Submission Instructions
Create a folder named elec_1520_hw7_your_name. Substitute your first and last name for “your_name” in the folder name.
Place the source code files in the respective folder. Source code files are .cpp and .h files.
Compress the elec_1520 folder as a zip file with a .zip extension. Right click on the folder and select Send to -> Compressed (zipped) folder. Upload the .zip file to Canvas.
Problem Statement
Create a program that displays frequency and statistical information for a data set. The format of program output should closely resemble the example output shown below. Output is, of course, dependent on the data set.
Figure 1: Group size 20, Asterisks per count 3
Input
Data sets will be read from files. The program asks the user to input the data file name, opens the data, and obtains the following information from the file: group size, asterisks per count, total number of elements in the data set, and the data set contents.

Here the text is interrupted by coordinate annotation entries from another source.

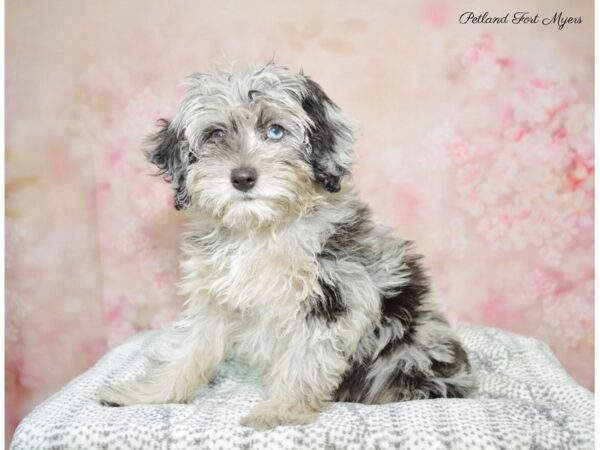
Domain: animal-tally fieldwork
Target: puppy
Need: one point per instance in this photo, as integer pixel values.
(283, 265)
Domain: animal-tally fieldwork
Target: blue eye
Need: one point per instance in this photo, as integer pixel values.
(275, 132)
(217, 134)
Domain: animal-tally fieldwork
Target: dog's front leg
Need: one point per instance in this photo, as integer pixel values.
(303, 379)
(185, 356)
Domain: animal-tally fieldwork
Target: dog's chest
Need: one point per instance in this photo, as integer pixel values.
(259, 274)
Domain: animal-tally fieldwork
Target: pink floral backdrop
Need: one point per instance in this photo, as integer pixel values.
(476, 141)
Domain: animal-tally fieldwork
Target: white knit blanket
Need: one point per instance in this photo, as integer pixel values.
(526, 400)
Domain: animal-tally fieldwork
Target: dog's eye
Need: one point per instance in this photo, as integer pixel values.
(217, 134)
(275, 132)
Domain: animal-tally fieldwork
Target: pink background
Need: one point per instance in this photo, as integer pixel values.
(476, 141)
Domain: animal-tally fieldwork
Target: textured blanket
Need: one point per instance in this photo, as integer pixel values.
(526, 400)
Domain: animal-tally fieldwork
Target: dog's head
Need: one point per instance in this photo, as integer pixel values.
(254, 148)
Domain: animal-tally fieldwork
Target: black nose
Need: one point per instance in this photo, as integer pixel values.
(243, 179)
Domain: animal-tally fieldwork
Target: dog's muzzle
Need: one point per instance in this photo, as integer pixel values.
(244, 179)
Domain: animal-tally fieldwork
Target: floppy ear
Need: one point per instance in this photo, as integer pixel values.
(330, 137)
(166, 150)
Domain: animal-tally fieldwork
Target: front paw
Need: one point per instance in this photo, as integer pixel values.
(133, 392)
(268, 415)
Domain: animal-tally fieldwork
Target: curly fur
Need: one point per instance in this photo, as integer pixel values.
(294, 275)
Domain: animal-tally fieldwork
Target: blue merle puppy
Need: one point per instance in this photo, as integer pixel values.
(283, 264)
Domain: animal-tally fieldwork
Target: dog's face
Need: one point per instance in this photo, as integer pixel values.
(255, 148)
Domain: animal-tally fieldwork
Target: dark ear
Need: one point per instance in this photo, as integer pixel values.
(166, 150)
(330, 138)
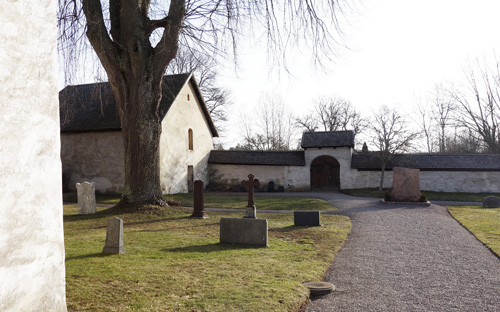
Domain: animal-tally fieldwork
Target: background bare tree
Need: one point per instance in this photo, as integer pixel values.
(426, 123)
(136, 40)
(271, 128)
(391, 134)
(444, 109)
(333, 114)
(479, 103)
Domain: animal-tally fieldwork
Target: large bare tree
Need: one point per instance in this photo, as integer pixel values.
(135, 40)
(391, 134)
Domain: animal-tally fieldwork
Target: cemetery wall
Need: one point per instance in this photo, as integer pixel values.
(94, 157)
(32, 273)
(185, 114)
(225, 177)
(343, 155)
(440, 181)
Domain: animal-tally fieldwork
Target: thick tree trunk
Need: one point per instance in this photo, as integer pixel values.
(382, 173)
(141, 131)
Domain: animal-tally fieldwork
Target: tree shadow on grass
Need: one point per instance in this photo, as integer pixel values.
(94, 255)
(216, 247)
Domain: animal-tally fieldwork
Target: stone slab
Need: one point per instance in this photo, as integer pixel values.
(86, 198)
(114, 237)
(491, 202)
(306, 218)
(405, 184)
(243, 231)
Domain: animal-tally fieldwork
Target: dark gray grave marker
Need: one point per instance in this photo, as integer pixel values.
(306, 218)
(243, 231)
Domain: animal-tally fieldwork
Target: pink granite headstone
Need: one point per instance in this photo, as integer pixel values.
(405, 184)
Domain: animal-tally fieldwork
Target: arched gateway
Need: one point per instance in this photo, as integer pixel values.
(325, 174)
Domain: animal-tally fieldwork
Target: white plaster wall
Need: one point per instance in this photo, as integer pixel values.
(31, 229)
(95, 157)
(440, 181)
(460, 181)
(343, 156)
(292, 178)
(174, 145)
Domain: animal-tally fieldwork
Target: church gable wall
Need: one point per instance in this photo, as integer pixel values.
(95, 157)
(32, 274)
(175, 152)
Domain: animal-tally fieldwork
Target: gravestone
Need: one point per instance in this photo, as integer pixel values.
(250, 210)
(243, 231)
(86, 198)
(306, 218)
(405, 184)
(114, 237)
(199, 201)
(491, 202)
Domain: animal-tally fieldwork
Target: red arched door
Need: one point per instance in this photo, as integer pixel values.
(325, 174)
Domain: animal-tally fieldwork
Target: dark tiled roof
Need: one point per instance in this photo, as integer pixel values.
(327, 139)
(469, 162)
(91, 107)
(271, 158)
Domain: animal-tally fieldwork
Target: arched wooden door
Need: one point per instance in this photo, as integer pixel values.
(325, 174)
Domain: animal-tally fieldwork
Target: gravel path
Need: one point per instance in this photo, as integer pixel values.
(408, 258)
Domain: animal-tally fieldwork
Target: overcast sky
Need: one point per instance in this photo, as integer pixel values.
(397, 49)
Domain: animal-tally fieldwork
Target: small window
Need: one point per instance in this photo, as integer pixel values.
(190, 138)
(190, 179)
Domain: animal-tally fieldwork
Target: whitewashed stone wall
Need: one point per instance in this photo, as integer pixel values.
(293, 178)
(175, 155)
(94, 157)
(32, 274)
(298, 177)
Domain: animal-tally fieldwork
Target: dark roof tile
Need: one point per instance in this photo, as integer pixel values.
(327, 139)
(91, 107)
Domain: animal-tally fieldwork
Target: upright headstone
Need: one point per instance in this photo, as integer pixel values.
(114, 237)
(86, 198)
(243, 231)
(250, 210)
(491, 202)
(405, 184)
(199, 201)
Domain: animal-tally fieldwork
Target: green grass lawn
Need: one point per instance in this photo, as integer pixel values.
(224, 200)
(466, 197)
(215, 200)
(174, 263)
(484, 223)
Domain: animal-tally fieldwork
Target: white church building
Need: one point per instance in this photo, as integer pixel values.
(92, 150)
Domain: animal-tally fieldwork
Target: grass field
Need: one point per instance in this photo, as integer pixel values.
(174, 263)
(224, 200)
(484, 223)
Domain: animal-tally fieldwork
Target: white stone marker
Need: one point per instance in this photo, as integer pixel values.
(114, 237)
(86, 198)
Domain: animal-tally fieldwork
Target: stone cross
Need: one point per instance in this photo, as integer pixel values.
(114, 237)
(86, 198)
(199, 202)
(250, 211)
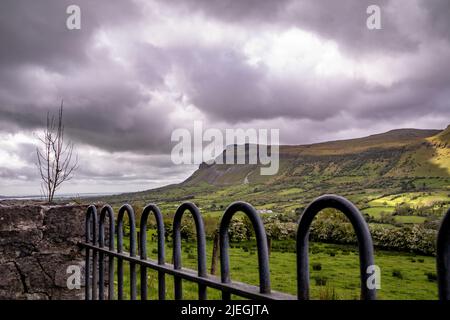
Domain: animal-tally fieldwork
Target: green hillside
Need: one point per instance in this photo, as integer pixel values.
(397, 153)
(400, 180)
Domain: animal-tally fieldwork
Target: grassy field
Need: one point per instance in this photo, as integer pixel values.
(403, 275)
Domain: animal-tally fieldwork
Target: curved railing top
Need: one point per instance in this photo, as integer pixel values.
(200, 231)
(152, 208)
(91, 224)
(106, 211)
(361, 228)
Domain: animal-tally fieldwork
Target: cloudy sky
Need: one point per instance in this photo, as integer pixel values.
(137, 70)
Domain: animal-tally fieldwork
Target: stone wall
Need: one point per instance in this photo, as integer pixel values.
(37, 244)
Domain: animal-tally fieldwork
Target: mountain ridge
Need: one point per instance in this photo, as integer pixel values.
(395, 153)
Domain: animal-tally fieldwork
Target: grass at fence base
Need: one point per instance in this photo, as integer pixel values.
(403, 275)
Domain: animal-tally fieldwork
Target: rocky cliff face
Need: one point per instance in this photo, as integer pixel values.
(37, 244)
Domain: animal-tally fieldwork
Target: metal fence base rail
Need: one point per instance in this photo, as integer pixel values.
(97, 253)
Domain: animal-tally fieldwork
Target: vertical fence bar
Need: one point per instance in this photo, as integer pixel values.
(152, 208)
(362, 233)
(261, 243)
(201, 248)
(443, 258)
(90, 237)
(126, 208)
(106, 211)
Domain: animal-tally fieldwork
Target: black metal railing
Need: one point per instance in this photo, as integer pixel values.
(96, 253)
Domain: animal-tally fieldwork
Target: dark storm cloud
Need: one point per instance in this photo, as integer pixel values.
(225, 87)
(34, 32)
(105, 103)
(114, 104)
(343, 21)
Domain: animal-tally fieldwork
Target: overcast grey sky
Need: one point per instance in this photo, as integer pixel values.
(137, 70)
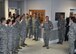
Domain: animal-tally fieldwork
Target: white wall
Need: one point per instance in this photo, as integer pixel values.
(12, 4)
(40, 4)
(52, 6)
(61, 6)
(1, 9)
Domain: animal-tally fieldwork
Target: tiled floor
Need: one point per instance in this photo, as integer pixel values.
(36, 48)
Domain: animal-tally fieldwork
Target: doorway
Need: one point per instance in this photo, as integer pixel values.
(41, 14)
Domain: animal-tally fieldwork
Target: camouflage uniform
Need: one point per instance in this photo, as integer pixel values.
(72, 37)
(23, 31)
(61, 29)
(47, 29)
(3, 40)
(36, 28)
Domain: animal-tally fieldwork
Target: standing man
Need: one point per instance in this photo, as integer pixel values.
(30, 26)
(48, 26)
(67, 26)
(27, 24)
(36, 27)
(61, 29)
(3, 37)
(23, 31)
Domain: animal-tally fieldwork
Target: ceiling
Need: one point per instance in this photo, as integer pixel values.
(12, 0)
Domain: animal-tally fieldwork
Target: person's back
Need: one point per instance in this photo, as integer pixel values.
(72, 36)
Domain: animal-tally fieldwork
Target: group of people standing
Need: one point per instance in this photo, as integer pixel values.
(12, 34)
(67, 31)
(15, 30)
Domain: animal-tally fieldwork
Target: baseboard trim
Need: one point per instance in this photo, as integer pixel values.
(50, 42)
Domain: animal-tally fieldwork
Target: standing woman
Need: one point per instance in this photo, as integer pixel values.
(48, 26)
(72, 35)
(3, 37)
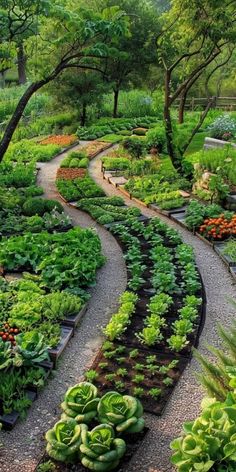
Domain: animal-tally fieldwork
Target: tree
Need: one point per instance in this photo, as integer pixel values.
(136, 51)
(79, 90)
(67, 39)
(193, 35)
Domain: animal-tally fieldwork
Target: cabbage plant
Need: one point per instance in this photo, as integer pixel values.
(121, 411)
(81, 402)
(209, 442)
(100, 450)
(63, 441)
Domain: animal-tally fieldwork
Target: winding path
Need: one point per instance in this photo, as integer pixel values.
(24, 444)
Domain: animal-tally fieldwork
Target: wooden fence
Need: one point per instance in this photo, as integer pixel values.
(223, 103)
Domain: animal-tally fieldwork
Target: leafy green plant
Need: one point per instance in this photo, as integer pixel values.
(31, 349)
(123, 412)
(80, 402)
(208, 443)
(64, 440)
(100, 450)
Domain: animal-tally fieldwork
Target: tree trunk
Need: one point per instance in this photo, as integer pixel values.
(21, 64)
(210, 104)
(83, 115)
(9, 131)
(182, 106)
(168, 124)
(2, 79)
(115, 108)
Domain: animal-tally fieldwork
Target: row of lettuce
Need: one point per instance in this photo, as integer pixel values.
(47, 267)
(206, 443)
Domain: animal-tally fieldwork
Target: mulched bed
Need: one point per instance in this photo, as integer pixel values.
(128, 341)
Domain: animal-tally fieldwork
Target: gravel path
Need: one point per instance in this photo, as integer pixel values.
(25, 444)
(185, 401)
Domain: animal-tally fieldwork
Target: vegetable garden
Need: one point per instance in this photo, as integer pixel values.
(117, 236)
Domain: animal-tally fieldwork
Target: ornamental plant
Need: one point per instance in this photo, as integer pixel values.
(100, 450)
(81, 402)
(208, 443)
(124, 412)
(64, 440)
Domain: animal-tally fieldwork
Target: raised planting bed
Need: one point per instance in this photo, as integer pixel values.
(127, 362)
(56, 352)
(133, 443)
(73, 320)
(67, 173)
(9, 420)
(219, 248)
(126, 370)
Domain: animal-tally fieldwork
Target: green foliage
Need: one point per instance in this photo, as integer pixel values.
(208, 443)
(100, 450)
(39, 206)
(64, 440)
(156, 138)
(136, 147)
(80, 402)
(122, 412)
(62, 260)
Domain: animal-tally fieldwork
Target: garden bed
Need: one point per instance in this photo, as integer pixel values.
(133, 443)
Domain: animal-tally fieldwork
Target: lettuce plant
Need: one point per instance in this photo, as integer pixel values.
(63, 441)
(81, 402)
(100, 450)
(30, 348)
(122, 411)
(209, 442)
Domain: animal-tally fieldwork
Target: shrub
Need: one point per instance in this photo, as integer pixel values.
(224, 127)
(135, 147)
(140, 131)
(156, 138)
(39, 206)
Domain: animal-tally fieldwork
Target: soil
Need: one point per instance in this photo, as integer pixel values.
(67, 173)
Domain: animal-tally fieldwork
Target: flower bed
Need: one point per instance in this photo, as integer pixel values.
(60, 140)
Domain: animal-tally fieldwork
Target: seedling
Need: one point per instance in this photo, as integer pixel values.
(155, 393)
(134, 353)
(138, 392)
(91, 375)
(168, 381)
(138, 378)
(121, 372)
(103, 365)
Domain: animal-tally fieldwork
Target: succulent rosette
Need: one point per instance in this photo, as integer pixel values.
(100, 450)
(121, 411)
(81, 402)
(64, 440)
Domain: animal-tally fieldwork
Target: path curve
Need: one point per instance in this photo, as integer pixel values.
(24, 446)
(184, 404)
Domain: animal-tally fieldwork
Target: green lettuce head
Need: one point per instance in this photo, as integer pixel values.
(63, 441)
(100, 450)
(81, 402)
(122, 411)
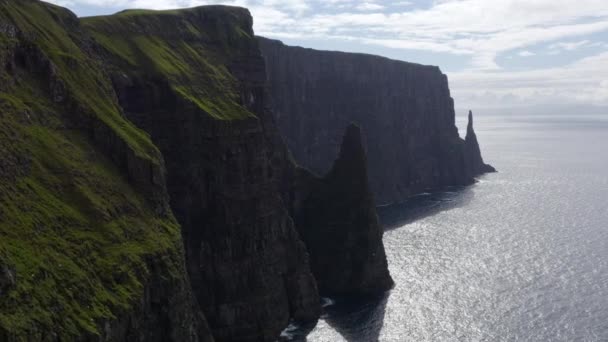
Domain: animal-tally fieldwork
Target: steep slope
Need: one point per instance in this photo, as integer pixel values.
(474, 162)
(404, 110)
(195, 80)
(338, 222)
(88, 247)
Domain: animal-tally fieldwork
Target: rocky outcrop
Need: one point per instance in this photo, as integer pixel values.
(247, 264)
(89, 249)
(337, 220)
(405, 112)
(130, 141)
(474, 162)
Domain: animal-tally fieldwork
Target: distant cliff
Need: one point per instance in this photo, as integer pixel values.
(145, 191)
(405, 112)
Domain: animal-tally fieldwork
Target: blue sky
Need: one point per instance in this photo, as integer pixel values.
(497, 53)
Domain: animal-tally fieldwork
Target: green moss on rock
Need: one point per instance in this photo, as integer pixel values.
(77, 239)
(175, 45)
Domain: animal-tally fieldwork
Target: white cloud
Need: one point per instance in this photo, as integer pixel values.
(480, 30)
(369, 6)
(526, 53)
(581, 82)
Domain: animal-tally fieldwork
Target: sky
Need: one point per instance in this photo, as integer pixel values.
(498, 54)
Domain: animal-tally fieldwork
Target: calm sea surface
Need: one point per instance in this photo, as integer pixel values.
(520, 256)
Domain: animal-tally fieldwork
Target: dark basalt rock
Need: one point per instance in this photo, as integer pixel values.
(405, 112)
(337, 220)
(474, 161)
(247, 265)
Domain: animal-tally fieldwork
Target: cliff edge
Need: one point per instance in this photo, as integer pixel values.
(474, 161)
(337, 220)
(405, 112)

All numbers in the file are integers.
Input File Format
Line 1: group size
Line 2: asterisks per count
Line 3 total number of elements in the data set
Lines 4 until end of file: data values (guaranteed to be in the range [0, 255]
You may assume group size, asterisks per count, and total number of elements in the data set will all be positive, non-zero integers.
Two example data files will be provided to aid in testing your solution. It is recommended that you create your own input file, using a simple data set to test the accuracy of your solution. After verifying your solution works as expected, then test it with the larger data sets provided.
Process
Frequency count of values in the data set. A frequency count is a total count of the number of 0’s, 1’s, 2’s, 3’s, …, 8’s, 9’s
Calculate the mean, standard deviation, and median values
Output
Output should be written to both a text file and the screen. The text file should have an extension of .txt. Use the same function to write to the file and the screen. Use an ostream parameter to direct the output.
Frequency Data Output
Groups
The group size variable controls the output group count. Figure 1 shows the output for a group size of 20. This results in group in the range [0, 19] [20, 39] [40, 59] … [220, 239] [240, 255]. Note the last group contains the remaining values [240, 255] as 256 is not evenly divisible by 20.
The frequency data count column output is a sum of the frequency count for numbers in that group For example, in Figure 1, the count value of 192 for group [0, 19] is a count of the number of 0’s, 1’s, 2’s, …, 17’s, 18’s, and 19’s.
The histogram output depicts the frequency data count, using the variable asterisk per count, to determine the number of asterisks to print. Figure 1, group [0,19] has a count of 192. The asterisks per count are 3. Each asterisk represents a count value of 3. There are 64 asterisks printed for a count of 192. 192/3 equals 64.
We cannot print partial asterisks, so we do not print an asterisk for any remainder values. The [20, 39] group count 190 is not evenly divisible by 3. 190/3 = 63 1/3. Only 63 asterisks are printed.
There is not room to print 192 asterisks, so we compress the data to provide a visualization that fits in the console window.
Figure 2 provides an output example for group size 15, asterisks per count 5.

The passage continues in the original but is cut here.